Building more roads is not 21st century thinking
 
The trend is clear and it's been that way for a while. The question is what, if anything, to do about it?
Every year the average person in big cities, including Sydney and Melbourne, drives less than they used to the year before.
In Melbourne, the average person drives about 6 per cent less than they did a decade ago.
And Sydney residents in 2013 drove an average 2.4 per cent fewer kilometres than they did in 2003, according to figures derived from a Bureau of Infrastructure, Transport and Regional Economics report released just before Christmas.
There are a number of explanations for the trend, many of them overlapping. But one convincing account comes in the theory of the travel-time budget.
In numerous studies, international academics have demonstrated that there is a certain amount of time people are willing to spend travelling each day. That is their travel-time budget.
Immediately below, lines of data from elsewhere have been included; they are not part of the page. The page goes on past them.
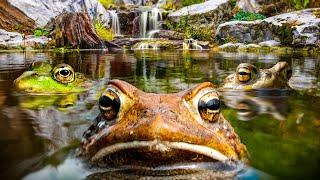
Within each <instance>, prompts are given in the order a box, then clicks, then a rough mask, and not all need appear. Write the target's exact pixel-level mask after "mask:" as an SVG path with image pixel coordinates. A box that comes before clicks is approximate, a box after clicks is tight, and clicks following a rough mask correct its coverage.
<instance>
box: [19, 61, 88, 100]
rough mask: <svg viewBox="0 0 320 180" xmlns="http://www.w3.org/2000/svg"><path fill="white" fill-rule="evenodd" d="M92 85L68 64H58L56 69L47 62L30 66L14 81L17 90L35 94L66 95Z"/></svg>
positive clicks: (83, 89)
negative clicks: (26, 70) (74, 70)
mask: <svg viewBox="0 0 320 180" xmlns="http://www.w3.org/2000/svg"><path fill="white" fill-rule="evenodd" d="M91 85H92V83H91V81H90V80H88V79H86V78H85V76H84V75H83V74H82V73H78V72H74V70H73V68H72V67H71V66H69V65H67V64H58V65H57V66H55V67H54V68H52V67H51V65H50V64H48V63H46V62H41V61H37V62H34V63H32V64H31V65H30V68H29V70H28V71H25V72H24V73H23V74H22V75H21V76H19V77H18V78H17V79H16V80H15V81H14V86H15V88H16V90H18V91H20V92H26V93H34V94H64V93H71V92H82V91H86V90H88V88H89V87H90V86H91Z"/></svg>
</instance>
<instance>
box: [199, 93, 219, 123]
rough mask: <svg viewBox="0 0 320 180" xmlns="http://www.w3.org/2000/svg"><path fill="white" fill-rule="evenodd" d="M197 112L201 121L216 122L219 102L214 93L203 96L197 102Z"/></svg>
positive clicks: (205, 94) (203, 95) (215, 94)
mask: <svg viewBox="0 0 320 180" xmlns="http://www.w3.org/2000/svg"><path fill="white" fill-rule="evenodd" d="M198 111H199V113H200V116H201V118H202V119H203V120H206V121H209V122H214V121H216V120H218V117H219V112H220V100H219V97H218V96H217V94H216V93H207V94H205V95H203V96H202V97H201V98H200V100H199V102H198Z"/></svg>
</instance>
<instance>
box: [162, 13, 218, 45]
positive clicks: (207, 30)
mask: <svg viewBox="0 0 320 180" xmlns="http://www.w3.org/2000/svg"><path fill="white" fill-rule="evenodd" d="M166 26H167V28H168V29H170V30H172V31H177V32H180V33H183V34H184V38H185V39H196V40H202V41H210V42H213V41H214V34H215V33H214V30H213V28H210V27H196V26H191V25H190V23H189V16H183V17H182V18H181V19H180V21H179V22H178V23H172V22H170V21H167V22H166Z"/></svg>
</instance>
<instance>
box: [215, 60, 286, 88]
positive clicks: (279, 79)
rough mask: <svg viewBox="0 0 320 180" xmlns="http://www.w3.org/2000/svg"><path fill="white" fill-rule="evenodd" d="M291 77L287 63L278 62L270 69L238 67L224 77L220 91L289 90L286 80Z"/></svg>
mask: <svg viewBox="0 0 320 180" xmlns="http://www.w3.org/2000/svg"><path fill="white" fill-rule="evenodd" d="M291 75H292V70H291V67H290V66H289V64H288V63H287V62H278V63H277V64H276V65H274V66H273V67H272V68H270V69H257V68H256V67H255V66H254V65H252V64H249V63H241V64H239V65H238V67H237V69H236V72H235V73H233V74H231V75H229V76H228V77H226V79H225V80H224V82H223V83H222V85H221V88H220V89H222V90H228V89H233V90H244V91H250V90H256V89H282V88H289V85H288V80H289V79H290V77H291Z"/></svg>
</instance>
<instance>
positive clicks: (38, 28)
mask: <svg viewBox="0 0 320 180" xmlns="http://www.w3.org/2000/svg"><path fill="white" fill-rule="evenodd" d="M33 35H35V36H36V37H40V36H48V35H49V31H46V30H44V29H42V28H36V29H34V30H33Z"/></svg>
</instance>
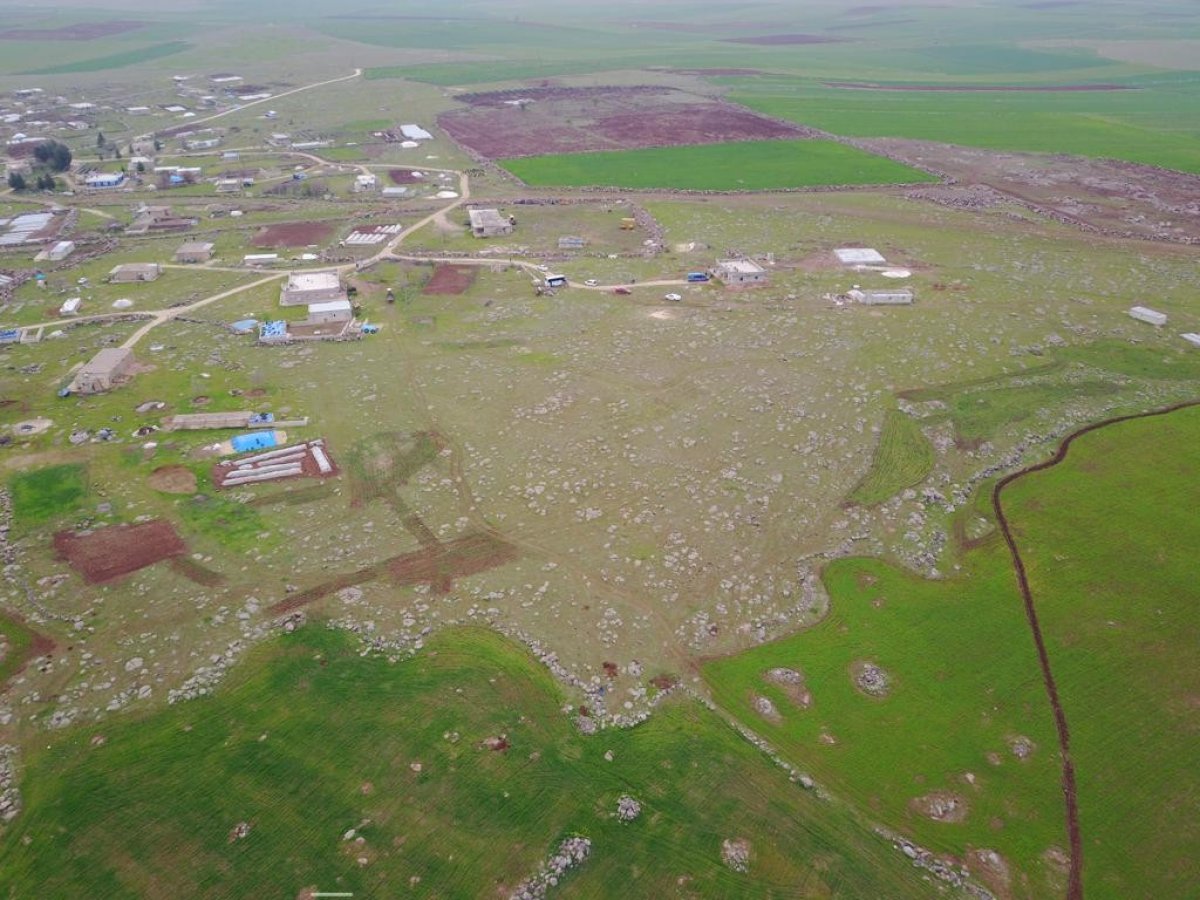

People may exceed their budget in the short-term.
But over a longer period, if they have to spend more than about 80 minutes travelling, they will make changes to their lives to fall back within their travel-time budget.
And if people start going under their travel-time budget – Seventy Minutes Plus or Minus Ten is the name of a recent review of the literature in this area by Asif Ahmed and Peter Stopher of  the University of Sydney – they will probably find other trips on which to spend their travel time.
This seems to pass the commonsense test.
If, suddenly, your work commute drops to 10 minutes because you start living near your office, you might then be more likely to drive, cycle or walk to a better set of shops in the evening.
Now when you combine this concept of a travel time budget – we all have a limited number of minutes we are prepared to spend travelling – with the demonstrably worse congestion on our roads, an explanation for the drop in driving kilometres emerges.
"If the budget of travel time is the same and your travel time is mainly going up because of congestion, you are not able to cover longer distances because you don't want to spend much more time in your car," says Michiel Bliemer, Professor in Transport at the University of Sydney.
"That maybe explains this trend: if your vehicle is not getting faster on the road, you cannot cover longer distances," he says.
So what are the implications of this?
One response would be to build more roads.
The clearest formulation I have seen of the rationale behind this approach is in the 2012 NSW State Infrastructure Strategy, which continues to form much of the basis for the state's policies.
The document says new roads are needed merely to allow a growing population to be able to spend their travel-time budget in productive ways.
"New roads are not primarily required to increase journey speeds for existing users in peak hours," the report says. "Rather, new roads provide the capacity needed for a growing population and economy."
Accordingly, Infrastructure NSW recommended a large expansion in Sydney's motorway network.
But if you accept the theory of the travel-time budget, this approach also implies there will be a never-ending need for more motorways.
Even if those new roads suddenly allow us to all drive a lot further, and thus undertake more economic activity, people will just spend their travel-time budgets on these new roads. The new roads in turn will become full, requiring still more roads.
"Trying to reduce congestion by expanding capacity may succeed in the short term, but will attract additional travel in the long term until congestion reaches or exceeds its prior level," is how Ahmed and Stopher put it.
But the road builders don't have all the arguments, of course.
Plenty would make a virtue of the decline in car use in our major cities, and argue that it is also a rational response to the changing nature of urban life.
More people work in offices and shops in densely populated areas – there is not enough space for everybody to drive and park.
Higher rates of public-transport use across the country in major cities reflect the way in which people are responding to this lack of space.
Bliemer is one who thinks the time has come to more aggressively support this growth in public transport, and get off the never-ending cycle of motorway building.
"Maybe we should not build more roads and just invest more in public transport, and then we don't have that problem in the future maybe," he says of the constant requirement to upgrade road systems.
Peter Newman, Professor at Curtin University in Western Australia and a former board member of federal advisory body Infrastructure Australia, is also of this view.
"What I found on the board … was that all the rail projects were actually far better in terms of benefit-cost ratios than the road projects," Newman says.
"That's why WestConnex [in Sydney] and the East-West Link in Melbourne, they wouldn't even give them to us to look at, because they knew the benefit-cost ratios were pathetic," he says.
"This is not 21st century thinking, and it isn't supported by any of the data."
The trend might be clear. But we don't seem to have worked out what to do about it.
Image: 
Vocabulary: 
1. trend                     - a general direction in which something is developing or changing
2. commonsense       - good sense and sound judgment in practical matters
3. congestion             - the state of being congested.
4. rationale  - a set of reasons or a logical basis for a course of action or a particular belief.
5. urban                   - characteristic of a city or town
Discussion: 
1. The article mentions the concept of "travel-time" budget, how many hours of your day are you willig to spend on travelling? 
2. Do yuu get stressed when you're driving through heavy traffic?
3. Public transport is a more practical means of communiation. Agree or disagree? 
4. Do you believe that public transport is more futuristic than owning cars? 
5. How do you see the future of f transportation 30 years from now?